La conversione analogico-digitale ci restituisce un segnale in alta qualità, fino a 24-bit/96kHz, all'altezza quindi degli standard attuali di registrazione professionale.

 

In dotazione con la Jam+ ci viene fornito anche il software entry-level Bias FX Jam, una versione gratuita e limitata del noto software di emulazione per chitarra e basso di Bias. Tramite questo software possiamo iniziare subito a suonare e registrare le nostre canzoni con una selezione di 3 amplificatori e 6 effetti virtuali. Si tratta chiaramente di un punto di partenza e probabilmente sentirete la necessità di passare alla versione completa di Bias FX oppure di utilizzare un altro dei diversi software di emulazione disponibili in commercio, ma come inizio non è assolutamente male.

PROVA

L'Apogee Jam+ è davvero semplice da utilizzare, l'ho provata con un computer desktop con Windows, con un MacBook Pro ultima generazione e con un iPad 6. In tutti i casi il setup ha richiesto sempre meno di 10 minuti e la Jam+ è stata subito in grado di registrare e suonare al meglio. Questo è quello che questo dispositivo promette e non c'è dubbio che lo faccia al 100%.
La costruzione è molto solida, tutto è stabile e non ho trovato difetti durante la mia prova.

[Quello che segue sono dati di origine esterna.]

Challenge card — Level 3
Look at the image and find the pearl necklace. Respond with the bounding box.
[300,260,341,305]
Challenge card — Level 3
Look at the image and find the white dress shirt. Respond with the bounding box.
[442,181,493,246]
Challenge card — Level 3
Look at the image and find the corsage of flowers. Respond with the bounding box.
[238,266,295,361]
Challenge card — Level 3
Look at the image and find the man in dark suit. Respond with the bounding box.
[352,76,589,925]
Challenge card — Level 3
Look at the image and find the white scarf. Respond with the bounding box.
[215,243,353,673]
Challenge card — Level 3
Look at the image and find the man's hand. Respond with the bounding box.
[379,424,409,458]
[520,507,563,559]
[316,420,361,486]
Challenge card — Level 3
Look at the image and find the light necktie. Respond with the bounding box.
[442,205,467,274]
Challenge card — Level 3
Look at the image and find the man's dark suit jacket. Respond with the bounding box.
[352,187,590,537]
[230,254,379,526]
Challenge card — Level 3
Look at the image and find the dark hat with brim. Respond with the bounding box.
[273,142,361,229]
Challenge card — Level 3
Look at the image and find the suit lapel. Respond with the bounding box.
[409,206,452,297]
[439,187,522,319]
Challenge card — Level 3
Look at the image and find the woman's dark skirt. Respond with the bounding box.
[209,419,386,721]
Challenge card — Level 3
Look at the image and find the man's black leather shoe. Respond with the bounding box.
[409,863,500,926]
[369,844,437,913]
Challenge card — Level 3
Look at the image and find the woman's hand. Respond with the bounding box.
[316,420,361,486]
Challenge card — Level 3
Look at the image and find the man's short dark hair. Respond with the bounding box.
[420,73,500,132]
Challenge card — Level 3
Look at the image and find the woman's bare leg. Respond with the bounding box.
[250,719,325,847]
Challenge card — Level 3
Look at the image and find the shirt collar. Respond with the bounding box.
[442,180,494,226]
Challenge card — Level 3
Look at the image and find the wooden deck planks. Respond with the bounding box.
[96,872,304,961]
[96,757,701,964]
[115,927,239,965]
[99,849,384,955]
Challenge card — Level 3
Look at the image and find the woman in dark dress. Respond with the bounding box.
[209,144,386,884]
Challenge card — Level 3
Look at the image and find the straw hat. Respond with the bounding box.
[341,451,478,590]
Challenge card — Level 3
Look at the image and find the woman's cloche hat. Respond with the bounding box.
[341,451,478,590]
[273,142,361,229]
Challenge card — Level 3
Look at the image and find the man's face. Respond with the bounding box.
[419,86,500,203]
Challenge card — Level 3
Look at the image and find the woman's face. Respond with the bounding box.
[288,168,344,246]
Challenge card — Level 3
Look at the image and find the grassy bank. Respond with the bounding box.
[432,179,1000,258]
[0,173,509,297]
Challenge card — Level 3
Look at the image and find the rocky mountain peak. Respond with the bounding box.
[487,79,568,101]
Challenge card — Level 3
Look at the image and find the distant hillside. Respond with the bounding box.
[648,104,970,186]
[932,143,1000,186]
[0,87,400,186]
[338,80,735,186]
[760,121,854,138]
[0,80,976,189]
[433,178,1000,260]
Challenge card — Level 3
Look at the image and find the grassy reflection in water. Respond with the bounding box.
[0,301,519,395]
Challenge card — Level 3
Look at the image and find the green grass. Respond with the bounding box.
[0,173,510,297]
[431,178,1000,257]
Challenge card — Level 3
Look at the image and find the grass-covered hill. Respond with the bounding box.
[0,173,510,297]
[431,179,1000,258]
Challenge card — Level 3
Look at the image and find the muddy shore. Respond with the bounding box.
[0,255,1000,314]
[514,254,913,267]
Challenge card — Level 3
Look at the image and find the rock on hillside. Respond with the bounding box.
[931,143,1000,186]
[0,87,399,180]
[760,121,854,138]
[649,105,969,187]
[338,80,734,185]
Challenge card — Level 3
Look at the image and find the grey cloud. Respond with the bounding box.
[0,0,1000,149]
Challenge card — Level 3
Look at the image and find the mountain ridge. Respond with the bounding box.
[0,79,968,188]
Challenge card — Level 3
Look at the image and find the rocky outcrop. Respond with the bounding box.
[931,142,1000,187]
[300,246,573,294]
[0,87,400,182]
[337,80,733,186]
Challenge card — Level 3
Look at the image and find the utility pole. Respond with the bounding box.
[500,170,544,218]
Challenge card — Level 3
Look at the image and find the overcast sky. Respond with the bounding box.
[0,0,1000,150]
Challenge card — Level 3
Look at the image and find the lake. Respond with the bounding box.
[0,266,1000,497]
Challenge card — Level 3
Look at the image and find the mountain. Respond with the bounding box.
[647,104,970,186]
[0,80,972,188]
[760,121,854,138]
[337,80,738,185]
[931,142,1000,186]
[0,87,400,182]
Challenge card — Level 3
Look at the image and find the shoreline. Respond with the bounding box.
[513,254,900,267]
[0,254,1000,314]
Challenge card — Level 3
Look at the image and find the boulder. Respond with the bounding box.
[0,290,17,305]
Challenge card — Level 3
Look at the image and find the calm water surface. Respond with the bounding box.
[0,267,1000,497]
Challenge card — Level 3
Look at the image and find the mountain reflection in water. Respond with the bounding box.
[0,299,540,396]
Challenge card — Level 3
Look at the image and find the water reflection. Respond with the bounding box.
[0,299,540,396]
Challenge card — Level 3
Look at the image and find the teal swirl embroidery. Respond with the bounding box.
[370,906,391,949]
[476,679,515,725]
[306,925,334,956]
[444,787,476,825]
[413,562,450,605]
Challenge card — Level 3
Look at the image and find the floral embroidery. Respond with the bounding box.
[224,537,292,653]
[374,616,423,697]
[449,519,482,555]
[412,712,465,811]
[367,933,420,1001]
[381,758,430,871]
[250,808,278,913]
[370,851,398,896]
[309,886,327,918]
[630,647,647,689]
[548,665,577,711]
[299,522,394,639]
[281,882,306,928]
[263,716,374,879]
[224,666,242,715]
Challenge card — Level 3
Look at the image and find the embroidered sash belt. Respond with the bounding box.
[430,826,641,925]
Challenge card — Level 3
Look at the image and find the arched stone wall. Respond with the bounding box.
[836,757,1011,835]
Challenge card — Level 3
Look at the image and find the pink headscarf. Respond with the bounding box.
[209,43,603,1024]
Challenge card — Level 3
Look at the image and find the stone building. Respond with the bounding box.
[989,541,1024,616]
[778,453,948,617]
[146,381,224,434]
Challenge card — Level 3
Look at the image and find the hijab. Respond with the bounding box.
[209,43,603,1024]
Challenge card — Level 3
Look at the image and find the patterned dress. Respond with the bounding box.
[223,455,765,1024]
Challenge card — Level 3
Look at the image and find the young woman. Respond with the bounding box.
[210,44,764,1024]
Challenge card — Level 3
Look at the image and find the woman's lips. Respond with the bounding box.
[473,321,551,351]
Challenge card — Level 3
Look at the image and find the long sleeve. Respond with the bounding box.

Le connessioni sono stabili ed il pulsante e l'encoder sono anch'essi fermi e durevoli.

 

Apogee-Jam-Plus strumenti musicali

 

Il suono del Jam+ a processing spento è chiaro e fedele a quello dello strumento, sintomo che la conversione Apogee non tradisce e colpisce ancora una volta nel segno, mentre attivando i modelli virtuali otteniamo un suono di ottima qualità che reagisce bene alle emulazioni. Utilizzando la chitarra la funzione Overdrive mi sembra decisiva, soprattutto sulle distorsioni e sui crunch. Senza il suono sembra più scarico, mentre attivandola tutto pare più credibile e ricco di armoniche, dandomi un timbro più pieno ed una dinamica più piacevole.

 

Parlando della funzione Blend devo precisare che i dispositivi con cui ho utilizzato il Jam+ non hanno evidenziato una latenza inaccettabile. Utilizzato con il MacBook Pro e l'iPad 6 in particolare, anche con il segnale al 100% in arrivo dalla app non c'era praticamente latenza, mentre con il sistema Windows e la connessione USB in effetti un minimo di ritardo era percepibile. Attivando la funzione Blend questa sensazione di ritardo diminuisce, ma devo ammettere che il sound cambia un po'. Non in modo incontrollabile ma comunque il mix del suono in diretta con quello processato da un risultato diverso da ciò che poi sentiremo nella registrazione.

 

CONCLUSIONI

Apogee Jam+ è probabilmente il miglior dispositivo compatto di questo genere in quanto a qualità, robustezza e costruzione. Il suo prezzo di circa 170€ è decisamente superiore a quello di altri prodotti concorrenti ma, devo ammettere, anche la sua qualità e compatibilità. Se quindi state cercando un dispositivo portatile con cui registrare tracce che poi possano entrare in un progetto professionale o reggere il confronto con quelle registrate con l'interfaccia desktop del vostro studio, allora il Jam+ non vi deluderà, restituendovi una velocità operativa ed una qualità del suono ottime.